Avant d’ingurgiter coupe-faim et amphétamines
pour maigrir, encore et encore…
-DE NOTRE ENVOYÉ SPÉCIAL À SÃO PAULO, DAVID LE BAILLY-
C
‘est une auberge au bout d’un chemin en terre, à la limite du
village de Pirapora do Bom Jesus. Un village pauvre, à un peu
plus de 50 kilomètres de São Paulo et de ses 20 millions
d’habitants, traversé par une rivière qui exhale une odeur de marécage.
« La Posada de lo lago », est-il écrit en lettres capitales sur la façade.
L’auberge peut recevoir 120 personnes, mais, ce soir, il n’y a aucun
client.

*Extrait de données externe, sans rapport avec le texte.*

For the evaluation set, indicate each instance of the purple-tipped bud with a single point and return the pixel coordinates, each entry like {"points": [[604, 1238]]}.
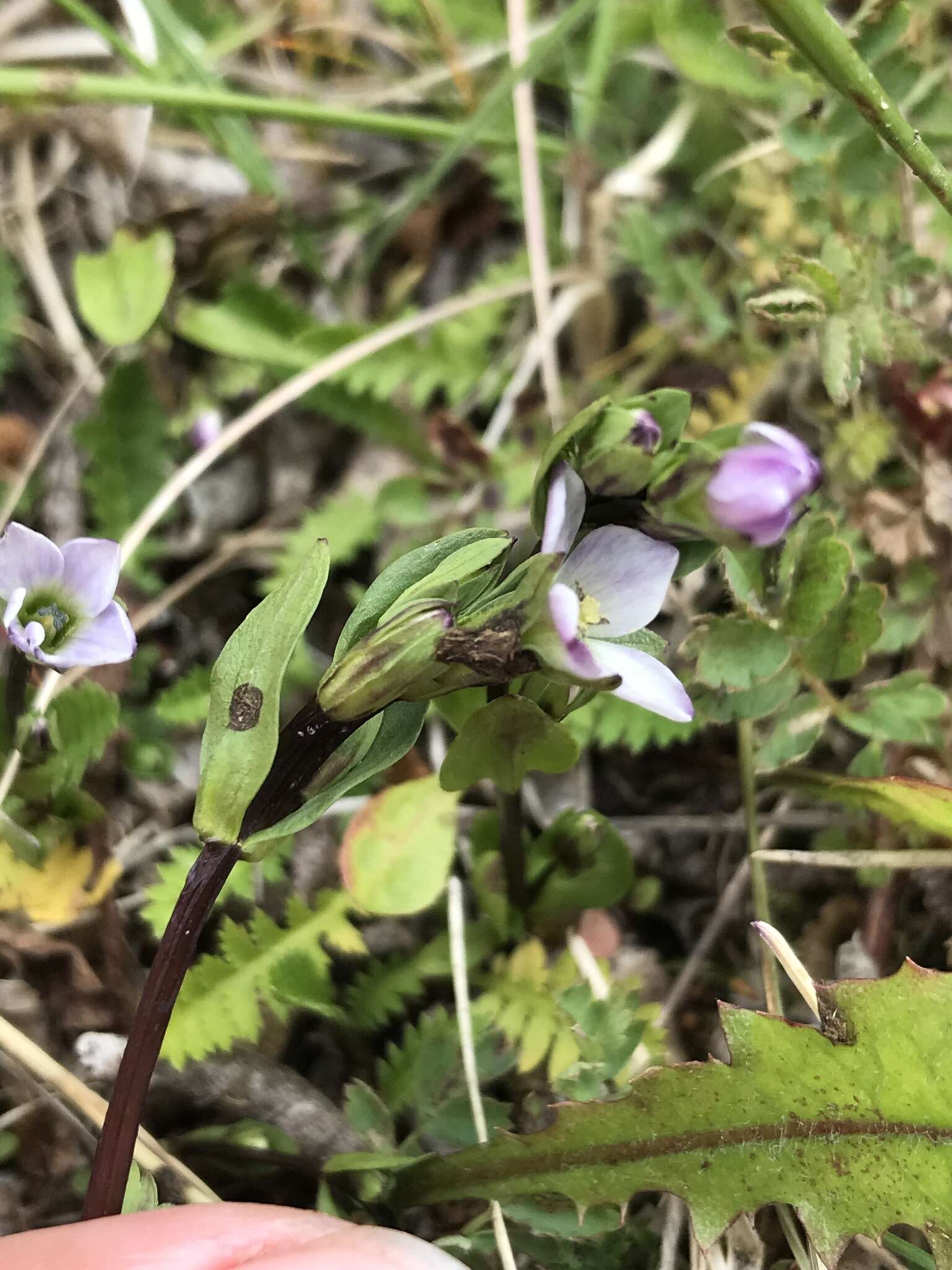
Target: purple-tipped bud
{"points": [[645, 433], [206, 429], [757, 487]]}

Ce soir, c’est l’anniversaire de Rafaël, le frère d’Ana Carolina, et
presque toute la famille Macan, les propriétaires, est réunie dans la
grande salle du restaurant, aménagée comme un chalet savoyard.
Quelques rires un peu contenus, puis Rafaël souffle trois bougies
suspendues sur un chandelier. Ça y est, il a 20 ans. Il a l’air heureux
avec sa crinière de cheveux noirs et sa boucle d’oreille de rocker.
Étrange atmosphère où l’on parle d’un bout à l’autre de la table
sans prêter attention au père de Rafaël, Narciso. Le regard un peu
perdu, le corps immobile sur sa chaise, il tourne lentement la tête, à
gauche, à droite, selon la provenance des échos de voix qui lui
parviennent. Il souffre d’une double maladie, Parkinson et Alzheimer.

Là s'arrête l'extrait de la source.